A limitation of this study was the quality of the autopsy material. The mucosa was not assessable due to autolysis, but the other structures of the gut wall were still present. Some tissue sections could only partly be analyzed, because of improper tissue orientation. Limited tissue samples were used, which could have been resulted in missed histological abnormalities elsewhere in the intestines. Although we studied a large patient group for a rare disease as SSc, for statistical analysis the groups were small. Nevertheless, this is the first systematic study in the small bowel and colon using international guidelines for histological evaluation of the bowel wall, providing new insights in the complexity of the disease. The use of antibodies for (semi)quantification allows for more complete histological evaluation of neuronal damage.

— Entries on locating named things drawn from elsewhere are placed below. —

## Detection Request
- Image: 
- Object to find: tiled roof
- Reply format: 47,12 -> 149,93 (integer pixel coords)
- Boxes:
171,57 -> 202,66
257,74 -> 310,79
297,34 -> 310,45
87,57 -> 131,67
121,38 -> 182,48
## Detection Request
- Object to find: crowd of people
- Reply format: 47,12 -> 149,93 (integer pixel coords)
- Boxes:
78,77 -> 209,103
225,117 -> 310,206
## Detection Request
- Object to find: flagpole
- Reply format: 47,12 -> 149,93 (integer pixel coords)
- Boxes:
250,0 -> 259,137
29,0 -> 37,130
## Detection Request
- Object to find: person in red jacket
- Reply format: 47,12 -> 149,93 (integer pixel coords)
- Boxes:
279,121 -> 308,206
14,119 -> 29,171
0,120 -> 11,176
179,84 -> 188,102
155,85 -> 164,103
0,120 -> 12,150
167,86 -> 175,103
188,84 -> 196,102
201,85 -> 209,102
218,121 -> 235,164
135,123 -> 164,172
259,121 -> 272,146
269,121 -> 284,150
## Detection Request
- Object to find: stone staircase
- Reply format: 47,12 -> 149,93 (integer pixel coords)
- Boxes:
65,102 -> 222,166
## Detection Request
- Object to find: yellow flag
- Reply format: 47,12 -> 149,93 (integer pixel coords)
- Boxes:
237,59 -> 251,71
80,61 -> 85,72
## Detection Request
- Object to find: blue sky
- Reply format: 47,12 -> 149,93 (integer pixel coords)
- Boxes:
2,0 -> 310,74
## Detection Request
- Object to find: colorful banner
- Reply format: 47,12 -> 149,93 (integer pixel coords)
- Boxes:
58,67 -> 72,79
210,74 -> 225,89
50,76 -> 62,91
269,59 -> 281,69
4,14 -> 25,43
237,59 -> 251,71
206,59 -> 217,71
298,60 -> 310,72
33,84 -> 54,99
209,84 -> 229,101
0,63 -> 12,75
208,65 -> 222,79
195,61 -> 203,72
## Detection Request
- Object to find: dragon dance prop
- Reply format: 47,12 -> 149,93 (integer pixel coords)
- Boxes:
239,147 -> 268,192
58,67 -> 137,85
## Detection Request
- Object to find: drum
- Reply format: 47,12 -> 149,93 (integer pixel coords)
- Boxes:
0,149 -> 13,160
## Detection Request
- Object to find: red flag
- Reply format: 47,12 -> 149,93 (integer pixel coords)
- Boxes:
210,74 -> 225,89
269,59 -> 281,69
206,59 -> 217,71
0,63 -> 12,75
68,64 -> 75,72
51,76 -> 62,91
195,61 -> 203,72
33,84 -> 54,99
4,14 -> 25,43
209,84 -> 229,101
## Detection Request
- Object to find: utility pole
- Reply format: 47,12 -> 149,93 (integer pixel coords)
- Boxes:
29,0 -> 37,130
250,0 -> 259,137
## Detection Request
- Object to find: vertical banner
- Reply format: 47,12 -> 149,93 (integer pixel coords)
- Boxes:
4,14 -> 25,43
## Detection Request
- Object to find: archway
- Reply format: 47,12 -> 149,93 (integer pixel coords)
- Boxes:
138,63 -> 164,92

Neurons and nerve fibers were studied with HuC/D and S100, respectively, resulting in the first data using antibodies for SSc. Relevant information about clinical symptoms of intestinal hypomotility may have been missed, because of the retrospective character of our study. Currently, more clinical data are reported in the patient dossiers than for example 20 years ago, which could have caused underestimation of intestinal symptoms. Future studies should include tissues of SSc patients with known intestinal dysmotility, to combine histological features with clinical symptoms. In addition, research into the presence of autoantibodies in the (human) ENS and smooth muscle may provide new insights into involvement of these important structures for gut motility. Use of bowel resection material instead of autopsy material is recommended to improve tissue quality.

Conclusions

In short, the postulated sequential processes leading to intestinal dysmotility in SSc are vascular damage, neuronal dysfunction, smooth muscle atrophy, and fibrosis. This sequence could not be supported by our histological findings. The histological variation between SSc patients may suggest that pathological processes are parallel rather than sequential, explaining the diversity of histological features and clinical symptoms.